Saigremor empieza a reír; la doncella se quita el velo y se echa a reír también. Al verla, Saigremor dice:

—Ay, señora, por Dios, quiero ser vuestra voluntad, y me tengo por bien pagado.

—Por Dios —le responde ella—, un caballero tan valiente como vos me requirió de amores no hace ni ocho días, pero conseguirá algo mejor, si Dios quiere.

—Doncella, me vais a ver feo, renegrido y magullado.

Entonces, se quita el yelmo, y ella ve que tiene un rostro bellísimo, agradable y que está proporcionado en el resto del cuerpo. Mi señor Galván le pregunta:

—¿Qué os parece?

—Mucho mejor que antes.

Saigremor está muy contento, y la besa delante de mi señor Galván, y ella hace lo mismo con mucho gusto.

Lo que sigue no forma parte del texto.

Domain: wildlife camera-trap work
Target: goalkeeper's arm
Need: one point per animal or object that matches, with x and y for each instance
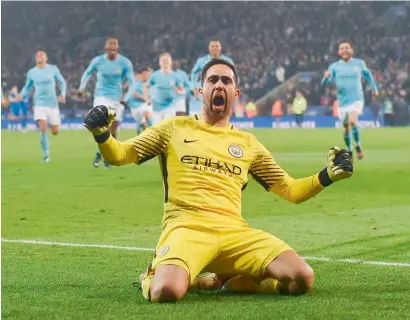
(148, 145)
(276, 180)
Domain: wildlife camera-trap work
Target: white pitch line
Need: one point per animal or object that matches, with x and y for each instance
(66, 244)
(106, 246)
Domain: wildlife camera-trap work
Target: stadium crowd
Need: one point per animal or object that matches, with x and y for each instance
(269, 41)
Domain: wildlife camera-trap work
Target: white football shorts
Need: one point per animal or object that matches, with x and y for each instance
(50, 114)
(344, 111)
(110, 104)
(180, 105)
(139, 113)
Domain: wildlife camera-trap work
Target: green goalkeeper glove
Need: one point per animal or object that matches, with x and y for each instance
(98, 120)
(339, 166)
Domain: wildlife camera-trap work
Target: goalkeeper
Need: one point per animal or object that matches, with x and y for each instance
(205, 164)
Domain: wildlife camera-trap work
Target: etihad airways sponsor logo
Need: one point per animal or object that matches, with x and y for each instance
(201, 163)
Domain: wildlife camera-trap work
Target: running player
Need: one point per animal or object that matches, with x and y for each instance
(347, 74)
(14, 113)
(43, 78)
(166, 85)
(24, 107)
(140, 110)
(180, 100)
(205, 164)
(215, 49)
(112, 68)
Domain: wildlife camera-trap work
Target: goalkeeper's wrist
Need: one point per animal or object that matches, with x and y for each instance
(102, 137)
(324, 178)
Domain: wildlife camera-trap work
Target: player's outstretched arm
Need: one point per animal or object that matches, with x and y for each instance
(274, 179)
(63, 84)
(369, 78)
(29, 84)
(87, 74)
(328, 76)
(129, 75)
(152, 142)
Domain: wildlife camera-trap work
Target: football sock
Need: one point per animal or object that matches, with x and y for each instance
(356, 134)
(24, 123)
(348, 139)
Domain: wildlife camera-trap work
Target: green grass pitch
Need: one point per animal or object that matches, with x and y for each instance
(366, 217)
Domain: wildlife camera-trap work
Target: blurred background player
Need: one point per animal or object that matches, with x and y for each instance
(14, 112)
(166, 85)
(43, 78)
(299, 107)
(181, 98)
(195, 104)
(140, 110)
(112, 68)
(24, 107)
(215, 49)
(347, 74)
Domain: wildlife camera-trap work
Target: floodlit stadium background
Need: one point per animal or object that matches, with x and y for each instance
(74, 238)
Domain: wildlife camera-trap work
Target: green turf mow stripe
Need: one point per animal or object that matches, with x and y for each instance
(105, 246)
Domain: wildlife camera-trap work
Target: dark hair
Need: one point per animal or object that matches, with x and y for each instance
(215, 62)
(146, 69)
(346, 41)
(164, 54)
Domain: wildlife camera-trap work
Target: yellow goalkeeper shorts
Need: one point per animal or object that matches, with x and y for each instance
(230, 251)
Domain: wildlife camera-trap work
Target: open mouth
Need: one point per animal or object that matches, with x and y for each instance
(218, 101)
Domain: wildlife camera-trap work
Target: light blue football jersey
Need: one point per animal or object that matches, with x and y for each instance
(347, 77)
(135, 102)
(164, 86)
(110, 77)
(44, 82)
(185, 82)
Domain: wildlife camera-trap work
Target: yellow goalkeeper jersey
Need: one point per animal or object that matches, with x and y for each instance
(205, 168)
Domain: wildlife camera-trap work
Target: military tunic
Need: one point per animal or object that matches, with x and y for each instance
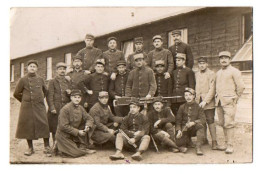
(32, 122)
(57, 97)
(89, 56)
(185, 49)
(72, 119)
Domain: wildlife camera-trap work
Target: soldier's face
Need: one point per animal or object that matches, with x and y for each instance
(61, 71)
(99, 68)
(158, 106)
(224, 60)
(180, 62)
(77, 63)
(138, 46)
(139, 62)
(134, 109)
(103, 100)
(176, 37)
(157, 43)
(112, 44)
(32, 68)
(160, 68)
(202, 66)
(188, 97)
(121, 69)
(75, 99)
(89, 42)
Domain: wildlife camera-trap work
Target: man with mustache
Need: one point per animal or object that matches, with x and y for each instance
(181, 47)
(229, 88)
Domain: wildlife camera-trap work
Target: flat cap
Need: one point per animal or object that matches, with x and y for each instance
(202, 59)
(181, 55)
(176, 32)
(33, 61)
(224, 53)
(159, 62)
(190, 90)
(103, 94)
(111, 38)
(121, 62)
(157, 37)
(76, 92)
(89, 36)
(138, 40)
(61, 64)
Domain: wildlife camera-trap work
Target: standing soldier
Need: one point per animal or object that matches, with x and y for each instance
(160, 53)
(112, 55)
(117, 87)
(229, 88)
(141, 81)
(138, 42)
(32, 123)
(183, 77)
(135, 126)
(57, 96)
(181, 47)
(95, 83)
(89, 54)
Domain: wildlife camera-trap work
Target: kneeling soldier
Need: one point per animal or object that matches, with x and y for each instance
(74, 126)
(161, 126)
(189, 121)
(134, 131)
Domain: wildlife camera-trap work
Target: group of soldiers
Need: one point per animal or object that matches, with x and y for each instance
(150, 97)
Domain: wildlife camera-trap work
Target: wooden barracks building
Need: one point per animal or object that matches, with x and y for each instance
(207, 30)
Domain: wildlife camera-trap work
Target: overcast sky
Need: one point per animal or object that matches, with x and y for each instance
(37, 29)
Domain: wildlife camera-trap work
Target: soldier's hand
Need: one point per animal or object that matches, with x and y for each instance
(179, 134)
(202, 104)
(167, 75)
(54, 111)
(82, 133)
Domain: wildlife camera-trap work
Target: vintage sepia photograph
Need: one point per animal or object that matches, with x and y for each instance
(131, 85)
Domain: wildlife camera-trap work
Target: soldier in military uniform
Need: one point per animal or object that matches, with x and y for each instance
(138, 43)
(189, 122)
(181, 47)
(164, 86)
(105, 121)
(136, 126)
(75, 126)
(117, 87)
(183, 77)
(160, 53)
(95, 83)
(89, 54)
(32, 123)
(111, 56)
(58, 95)
(161, 126)
(229, 88)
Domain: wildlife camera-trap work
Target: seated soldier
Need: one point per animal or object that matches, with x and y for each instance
(105, 121)
(161, 126)
(189, 121)
(74, 126)
(134, 130)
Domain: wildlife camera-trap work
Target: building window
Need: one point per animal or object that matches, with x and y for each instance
(128, 48)
(184, 36)
(247, 27)
(49, 68)
(22, 69)
(68, 61)
(12, 73)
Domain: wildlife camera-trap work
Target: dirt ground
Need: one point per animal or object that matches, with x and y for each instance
(242, 154)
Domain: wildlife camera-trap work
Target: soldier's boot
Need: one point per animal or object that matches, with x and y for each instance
(117, 156)
(230, 135)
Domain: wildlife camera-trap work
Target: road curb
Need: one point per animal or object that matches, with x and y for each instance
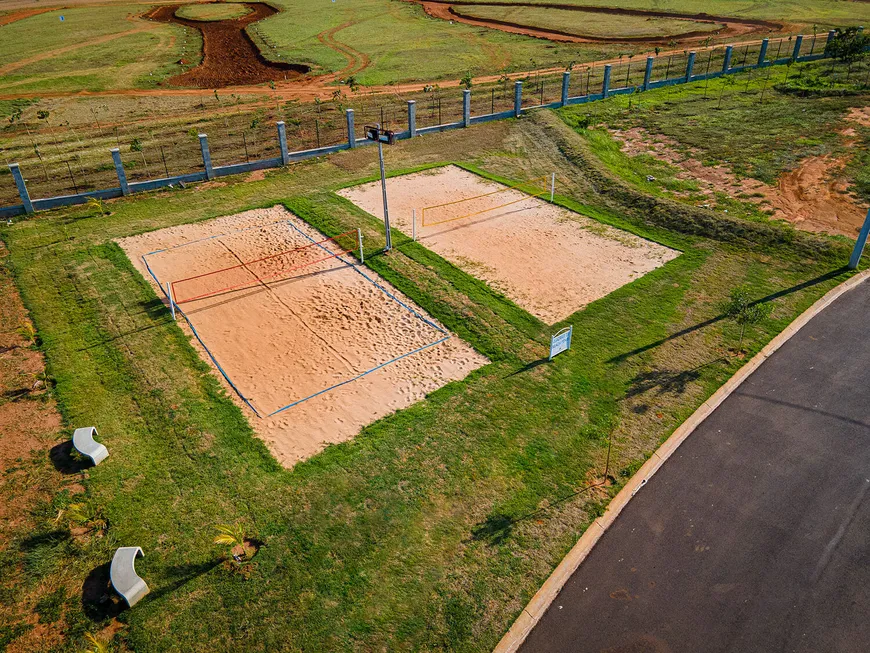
(536, 608)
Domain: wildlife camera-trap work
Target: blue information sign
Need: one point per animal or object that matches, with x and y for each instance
(561, 341)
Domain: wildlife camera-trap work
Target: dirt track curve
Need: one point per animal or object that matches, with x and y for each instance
(451, 10)
(229, 55)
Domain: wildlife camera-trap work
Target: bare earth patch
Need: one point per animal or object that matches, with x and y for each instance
(283, 332)
(29, 424)
(812, 196)
(550, 261)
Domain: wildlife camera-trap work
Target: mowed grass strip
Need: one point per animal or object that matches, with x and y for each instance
(587, 23)
(432, 528)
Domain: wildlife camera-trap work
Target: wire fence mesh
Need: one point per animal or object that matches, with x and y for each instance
(62, 159)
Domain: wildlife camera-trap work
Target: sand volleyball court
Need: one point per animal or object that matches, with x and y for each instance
(547, 259)
(311, 344)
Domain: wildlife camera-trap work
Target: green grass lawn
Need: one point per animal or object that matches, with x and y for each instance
(86, 68)
(729, 122)
(213, 11)
(822, 12)
(440, 50)
(434, 526)
(587, 23)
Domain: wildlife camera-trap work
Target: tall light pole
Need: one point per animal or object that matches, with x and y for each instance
(381, 136)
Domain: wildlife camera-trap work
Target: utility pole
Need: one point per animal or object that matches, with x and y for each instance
(381, 136)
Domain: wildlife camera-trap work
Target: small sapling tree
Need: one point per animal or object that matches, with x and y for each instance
(848, 45)
(741, 308)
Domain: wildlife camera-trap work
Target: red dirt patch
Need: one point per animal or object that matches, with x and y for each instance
(451, 10)
(29, 423)
(229, 55)
(811, 196)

—Doncella —le dice mi señor Galván—, no habéis obrado mal con amor, pues tenéis por amigo a un caballero de la casa del rey Arturo, compañero de la Mesa Redonda, que se llama Saigremor el Desmesurado.

Ella se alegra mucho; ambos se miran con frecuencia, y cuanto más se contemplan, más se quieren; cabalgan de tal modo hasta que la noche les sorprende.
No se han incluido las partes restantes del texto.